You have no solutions for the problems in the FUSSP and your
implementation and deployment plan is tell to Google, but you do know that
Arthur C. Clarke wrote "When a distinguished but elderly scientist states
that something is possible, he is almost certainly right. When he states
that something is impossible, he is very probably wrong."
Despite having invented the FUSSP, you not only don't know
the difference between the SMTP envelope and SMTP headers.
You doubt there is such a thing as the SMTP envelope because email
doesn't involve paper.
Despite having invented the FUSSP, your SMTP header and DSN
reading skills are such that when you send a mail
message to two sites and one rejects it,
you can't tell that only one rejected it, not to mention which one.
Spammers can't use automation or cheap labor for puzzle solving,
character recognition,
or other hoops that the FUSSP requires of legitimate mail senders.
With standards, the implementation cost is about zero, so the FUSSP will
be practically universally deployed within months of being documented in
an RFC.
You know that the failure of SMTP servers to authenticate the SMTP
clients of strangers is a major bug in SMTP instead of an expression
of a primary design goal.
The FUSSP requires a small number of central servers on the Internet
to handle certificates, act as pull servers for bulk mail, account
for mail charges, or whatever, and that is good thing or not a problem
The FUSSP uses central servers to manage all mailing list
subscriptions on the Internet, handle digital signatures for mail,
and track spam. Your impression that Google has 100% uptime shows that
this problem can be solved by using a bunch of Linux systems.

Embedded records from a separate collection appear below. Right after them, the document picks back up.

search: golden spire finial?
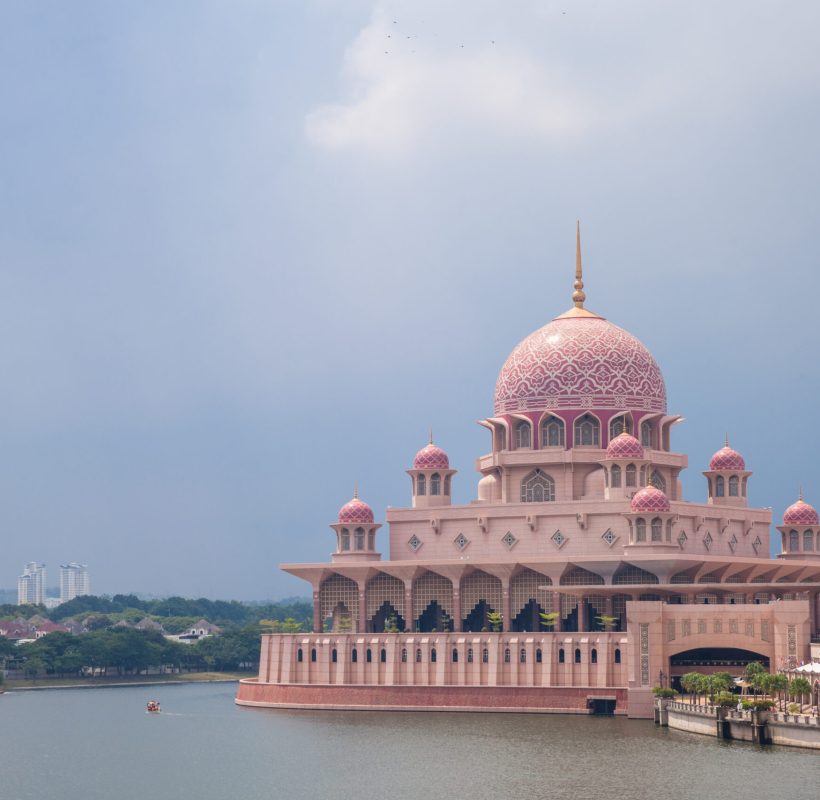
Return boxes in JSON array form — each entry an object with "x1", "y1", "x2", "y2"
[
  {"x1": 429, "y1": 428, "x2": 434, "y2": 445},
  {"x1": 725, "y1": 432, "x2": 729, "y2": 448},
  {"x1": 572, "y1": 220, "x2": 586, "y2": 309},
  {"x1": 799, "y1": 483, "x2": 804, "y2": 502},
  {"x1": 353, "y1": 483, "x2": 358, "y2": 500}
]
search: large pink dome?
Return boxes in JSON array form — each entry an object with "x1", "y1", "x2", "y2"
[
  {"x1": 494, "y1": 312, "x2": 666, "y2": 416},
  {"x1": 606, "y1": 432, "x2": 645, "y2": 460},
  {"x1": 338, "y1": 496, "x2": 374, "y2": 524},
  {"x1": 631, "y1": 485, "x2": 671, "y2": 513},
  {"x1": 709, "y1": 446, "x2": 745, "y2": 471},
  {"x1": 413, "y1": 443, "x2": 449, "y2": 470},
  {"x1": 783, "y1": 498, "x2": 819, "y2": 526}
]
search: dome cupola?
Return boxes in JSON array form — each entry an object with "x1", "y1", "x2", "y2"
[
  {"x1": 413, "y1": 442, "x2": 450, "y2": 470},
  {"x1": 783, "y1": 495, "x2": 819, "y2": 526},
  {"x1": 606, "y1": 432, "x2": 645, "y2": 460},
  {"x1": 777, "y1": 489, "x2": 820, "y2": 561},
  {"x1": 408, "y1": 433, "x2": 457, "y2": 510},
  {"x1": 709, "y1": 441, "x2": 746, "y2": 471},
  {"x1": 338, "y1": 491, "x2": 374, "y2": 524},
  {"x1": 331, "y1": 487, "x2": 381, "y2": 562},
  {"x1": 703, "y1": 435, "x2": 751, "y2": 508},
  {"x1": 630, "y1": 484, "x2": 671, "y2": 513}
]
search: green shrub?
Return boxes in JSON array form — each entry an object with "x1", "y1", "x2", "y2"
[
  {"x1": 715, "y1": 692, "x2": 737, "y2": 708},
  {"x1": 652, "y1": 687, "x2": 678, "y2": 698},
  {"x1": 740, "y1": 699, "x2": 775, "y2": 711},
  {"x1": 787, "y1": 702, "x2": 801, "y2": 714}
]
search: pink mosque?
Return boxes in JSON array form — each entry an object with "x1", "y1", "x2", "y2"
[{"x1": 236, "y1": 228, "x2": 820, "y2": 718}]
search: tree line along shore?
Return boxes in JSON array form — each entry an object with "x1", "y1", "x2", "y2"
[{"x1": 0, "y1": 594, "x2": 310, "y2": 688}]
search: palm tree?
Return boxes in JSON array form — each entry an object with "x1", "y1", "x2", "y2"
[
  {"x1": 539, "y1": 611, "x2": 559, "y2": 630},
  {"x1": 681, "y1": 672, "x2": 702, "y2": 704},
  {"x1": 790, "y1": 676, "x2": 812, "y2": 709}
]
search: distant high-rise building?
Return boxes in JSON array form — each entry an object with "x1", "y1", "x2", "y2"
[
  {"x1": 59, "y1": 562, "x2": 90, "y2": 603},
  {"x1": 17, "y1": 562, "x2": 46, "y2": 606}
]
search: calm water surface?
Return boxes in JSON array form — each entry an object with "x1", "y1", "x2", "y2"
[{"x1": 1, "y1": 683, "x2": 818, "y2": 800}]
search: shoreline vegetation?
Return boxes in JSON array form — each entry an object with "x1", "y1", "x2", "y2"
[{"x1": 3, "y1": 671, "x2": 247, "y2": 691}]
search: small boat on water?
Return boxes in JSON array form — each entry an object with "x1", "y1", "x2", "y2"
[{"x1": 146, "y1": 700, "x2": 161, "y2": 713}]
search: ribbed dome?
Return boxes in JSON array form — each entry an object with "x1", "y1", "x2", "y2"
[
  {"x1": 783, "y1": 498, "x2": 819, "y2": 526},
  {"x1": 494, "y1": 312, "x2": 666, "y2": 416},
  {"x1": 606, "y1": 432, "x2": 645, "y2": 460},
  {"x1": 709, "y1": 446, "x2": 745, "y2": 471},
  {"x1": 630, "y1": 485, "x2": 671, "y2": 513},
  {"x1": 338, "y1": 496, "x2": 374, "y2": 524},
  {"x1": 413, "y1": 443, "x2": 449, "y2": 470}
]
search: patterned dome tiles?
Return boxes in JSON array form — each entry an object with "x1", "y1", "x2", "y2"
[
  {"x1": 494, "y1": 316, "x2": 666, "y2": 415},
  {"x1": 709, "y1": 446, "x2": 746, "y2": 471},
  {"x1": 413, "y1": 443, "x2": 450, "y2": 470},
  {"x1": 338, "y1": 497, "x2": 375, "y2": 524},
  {"x1": 630, "y1": 485, "x2": 671, "y2": 513},
  {"x1": 606, "y1": 432, "x2": 645, "y2": 460},
  {"x1": 783, "y1": 499, "x2": 819, "y2": 526}
]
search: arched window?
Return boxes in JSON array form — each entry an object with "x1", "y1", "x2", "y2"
[
  {"x1": 366, "y1": 648, "x2": 372, "y2": 663},
  {"x1": 610, "y1": 415, "x2": 631, "y2": 439},
  {"x1": 536, "y1": 648, "x2": 542, "y2": 663},
  {"x1": 431, "y1": 648, "x2": 437, "y2": 663},
  {"x1": 574, "y1": 414, "x2": 600, "y2": 446},
  {"x1": 430, "y1": 473, "x2": 441, "y2": 495},
  {"x1": 467, "y1": 648, "x2": 474, "y2": 663},
  {"x1": 452, "y1": 648, "x2": 459, "y2": 663},
  {"x1": 401, "y1": 648, "x2": 407, "y2": 662},
  {"x1": 715, "y1": 476, "x2": 725, "y2": 497},
  {"x1": 651, "y1": 470, "x2": 666, "y2": 492},
  {"x1": 504, "y1": 648, "x2": 511, "y2": 663},
  {"x1": 789, "y1": 530, "x2": 799, "y2": 552},
  {"x1": 666, "y1": 519, "x2": 674, "y2": 542},
  {"x1": 417, "y1": 474, "x2": 426, "y2": 496},
  {"x1": 498, "y1": 427, "x2": 507, "y2": 451},
  {"x1": 729, "y1": 476, "x2": 739, "y2": 496},
  {"x1": 805, "y1": 530, "x2": 815, "y2": 551},
  {"x1": 636, "y1": 518, "x2": 647, "y2": 542},
  {"x1": 640, "y1": 421, "x2": 652, "y2": 448},
  {"x1": 482, "y1": 648, "x2": 489, "y2": 664},
  {"x1": 574, "y1": 648, "x2": 581, "y2": 664},
  {"x1": 367, "y1": 531, "x2": 375, "y2": 550},
  {"x1": 611, "y1": 464, "x2": 622, "y2": 488},
  {"x1": 380, "y1": 648, "x2": 387, "y2": 663},
  {"x1": 651, "y1": 517, "x2": 662, "y2": 542},
  {"x1": 354, "y1": 528, "x2": 365, "y2": 550},
  {"x1": 444, "y1": 475, "x2": 451, "y2": 496},
  {"x1": 351, "y1": 648, "x2": 358, "y2": 663},
  {"x1": 541, "y1": 416, "x2": 565, "y2": 447},
  {"x1": 591, "y1": 648, "x2": 598, "y2": 664},
  {"x1": 520, "y1": 648, "x2": 526, "y2": 663},
  {"x1": 311, "y1": 648, "x2": 317, "y2": 662},
  {"x1": 558, "y1": 648, "x2": 565, "y2": 663},
  {"x1": 341, "y1": 529, "x2": 350, "y2": 551},
  {"x1": 297, "y1": 648, "x2": 303, "y2": 662},
  {"x1": 415, "y1": 649, "x2": 422, "y2": 663},
  {"x1": 520, "y1": 469, "x2": 555, "y2": 503},
  {"x1": 332, "y1": 648, "x2": 338, "y2": 663},
  {"x1": 626, "y1": 464, "x2": 637, "y2": 487},
  {"x1": 515, "y1": 421, "x2": 532, "y2": 449},
  {"x1": 640, "y1": 466, "x2": 647, "y2": 486},
  {"x1": 614, "y1": 648, "x2": 621, "y2": 664}
]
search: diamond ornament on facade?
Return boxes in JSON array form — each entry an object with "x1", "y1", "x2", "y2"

The central servers required by the FUSSP to handle all mailing
list subscriptions, digital signatures for mail and so forth will
be run by a non-profit organization. It will be easy to find or
create a non-profit organization that everyone will trust.
The FUSSP involves ISPs issuing certificates to users and
the ISPs that today don't terminate the accounts of spammers and don't
investigate prospective customers enough to refuse service
to spammers today will refuse FUSSP certificates to known spammers
and revoke the certificates of new spammers.
You frequently use terms from math, statistics, and information
theory, but have never heard of The Law of Large Numbers and
think entropy is something about heat.